Com os braços para fora do barco, tocou a água, e ouviu o belo som de cristais. Estava no Mar dos Espelhos, o mar do continente. Já passara pelo oceano sem perceber, talvez havia dormido por 3 ou 4 dias. O som de pássaros estava cada vez mais perto.
O Mar dos Espelhos tinha algo de especial. Quando os seres terrestres olhavam para a água, viam espelhos imprevisíveis, que não refletiam as imagens, mas sim as lembranças esquecidas. Muitas vezes os marinheiros sentiam tantas saudades do que não lembravam, que se atiravam ao mar, de encontro com o que viam. E o mesmo faziam, de tão alucinados, quando as lembranças eram ruins. O mar os tragava e os levava para o oceano, e aquelas pessoas viravam meras lembranças. Quando a água era tocada pelos seres terrestres, ouvia-se uma sinfonia de sinos e cristais dos espelhos.
O perigo do Mar dos Espelhos não era uma ameaça para o Menestrel, ele nascera cego. Mas outras pessoas também conseguiam passar por esse mar. Eram as pessoas que vinham de lugares distantes e mágicos, porque de alguma forma, sabiam o segredo do Mar dos Espelhos, e elas prosseguiam a viagem naturalmente, como se tudo o que vissem não as afetasse de forma alguma.

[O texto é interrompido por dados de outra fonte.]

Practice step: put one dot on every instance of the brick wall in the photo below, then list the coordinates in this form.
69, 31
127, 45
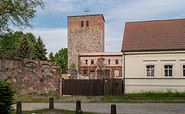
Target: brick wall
30, 76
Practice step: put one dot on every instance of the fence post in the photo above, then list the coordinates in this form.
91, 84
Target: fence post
113, 109
19, 108
51, 103
61, 79
78, 106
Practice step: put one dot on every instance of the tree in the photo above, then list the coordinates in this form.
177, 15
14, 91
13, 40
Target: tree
61, 59
17, 12
40, 50
51, 57
9, 43
24, 48
6, 97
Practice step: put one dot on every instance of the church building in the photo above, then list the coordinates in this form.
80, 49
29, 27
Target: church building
86, 49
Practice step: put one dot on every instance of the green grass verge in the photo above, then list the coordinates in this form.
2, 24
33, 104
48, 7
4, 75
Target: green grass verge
143, 97
55, 111
147, 97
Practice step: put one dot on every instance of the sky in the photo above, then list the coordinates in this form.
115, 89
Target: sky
51, 22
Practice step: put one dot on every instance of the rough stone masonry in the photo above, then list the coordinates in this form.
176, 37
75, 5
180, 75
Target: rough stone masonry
29, 76
85, 35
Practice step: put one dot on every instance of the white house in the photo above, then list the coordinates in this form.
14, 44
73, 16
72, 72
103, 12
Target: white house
154, 55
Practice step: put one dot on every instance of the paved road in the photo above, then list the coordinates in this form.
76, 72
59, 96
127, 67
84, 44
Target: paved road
122, 108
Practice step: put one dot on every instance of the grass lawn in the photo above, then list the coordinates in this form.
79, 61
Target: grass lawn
47, 111
143, 97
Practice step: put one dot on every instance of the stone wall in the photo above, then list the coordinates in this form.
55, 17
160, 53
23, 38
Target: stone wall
30, 76
84, 38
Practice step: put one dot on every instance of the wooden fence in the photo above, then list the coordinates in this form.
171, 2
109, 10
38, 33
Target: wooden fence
97, 87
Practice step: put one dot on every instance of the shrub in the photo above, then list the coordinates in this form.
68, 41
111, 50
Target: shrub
6, 97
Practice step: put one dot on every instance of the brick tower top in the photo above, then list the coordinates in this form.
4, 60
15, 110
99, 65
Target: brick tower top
85, 34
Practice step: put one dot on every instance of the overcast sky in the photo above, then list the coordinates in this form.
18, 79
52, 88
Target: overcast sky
51, 23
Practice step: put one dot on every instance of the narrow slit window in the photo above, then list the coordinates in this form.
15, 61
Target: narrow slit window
86, 62
116, 62
92, 62
109, 61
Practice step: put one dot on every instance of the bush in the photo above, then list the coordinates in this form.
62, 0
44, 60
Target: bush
6, 97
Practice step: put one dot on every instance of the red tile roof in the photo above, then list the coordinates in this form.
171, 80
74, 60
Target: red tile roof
154, 35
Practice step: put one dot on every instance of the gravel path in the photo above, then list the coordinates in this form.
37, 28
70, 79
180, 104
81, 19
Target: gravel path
122, 108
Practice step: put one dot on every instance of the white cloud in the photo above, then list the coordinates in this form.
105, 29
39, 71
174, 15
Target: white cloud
54, 38
116, 13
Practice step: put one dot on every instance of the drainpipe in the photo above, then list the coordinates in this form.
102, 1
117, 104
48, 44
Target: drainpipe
123, 72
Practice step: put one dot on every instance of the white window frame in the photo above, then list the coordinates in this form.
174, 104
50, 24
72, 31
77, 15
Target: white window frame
150, 70
168, 69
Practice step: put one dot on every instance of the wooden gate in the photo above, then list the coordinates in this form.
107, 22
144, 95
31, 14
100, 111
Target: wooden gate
96, 87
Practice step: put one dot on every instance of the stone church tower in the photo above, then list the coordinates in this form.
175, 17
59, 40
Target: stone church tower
85, 35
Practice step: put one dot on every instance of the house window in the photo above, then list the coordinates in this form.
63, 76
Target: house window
116, 62
183, 70
168, 69
109, 61
87, 23
150, 70
85, 72
82, 23
86, 62
92, 62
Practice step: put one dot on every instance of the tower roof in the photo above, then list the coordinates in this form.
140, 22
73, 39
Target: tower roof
89, 16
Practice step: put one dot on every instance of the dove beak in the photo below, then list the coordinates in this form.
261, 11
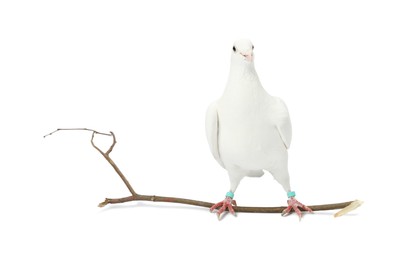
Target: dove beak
247, 56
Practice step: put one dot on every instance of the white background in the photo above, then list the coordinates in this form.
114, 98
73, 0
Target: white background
147, 72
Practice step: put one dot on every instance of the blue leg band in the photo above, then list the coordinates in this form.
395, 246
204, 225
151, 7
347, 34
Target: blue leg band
230, 194
291, 194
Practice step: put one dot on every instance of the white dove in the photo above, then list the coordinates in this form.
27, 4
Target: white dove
249, 131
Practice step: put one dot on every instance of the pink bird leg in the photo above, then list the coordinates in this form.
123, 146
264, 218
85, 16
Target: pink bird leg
227, 203
295, 205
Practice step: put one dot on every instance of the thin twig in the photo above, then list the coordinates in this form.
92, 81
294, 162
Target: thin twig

As pessoas de Tílitris sabiam esse segredo, mas ele se perdeu em Outrora.
O Menestrel era alegre e determinado, mesmo estando perdido, tinha esperanças de que de alguma forma alcançaria seus objetivos. Não tinha jeito, para Tílitris não poderia mais voltar. Tirou sua gaita do bolso da blusa, e começou a inventar.
O segredo que o mar tem
Não é coisa de espantar
Não há riacho nem rio
Que nele não vá parar...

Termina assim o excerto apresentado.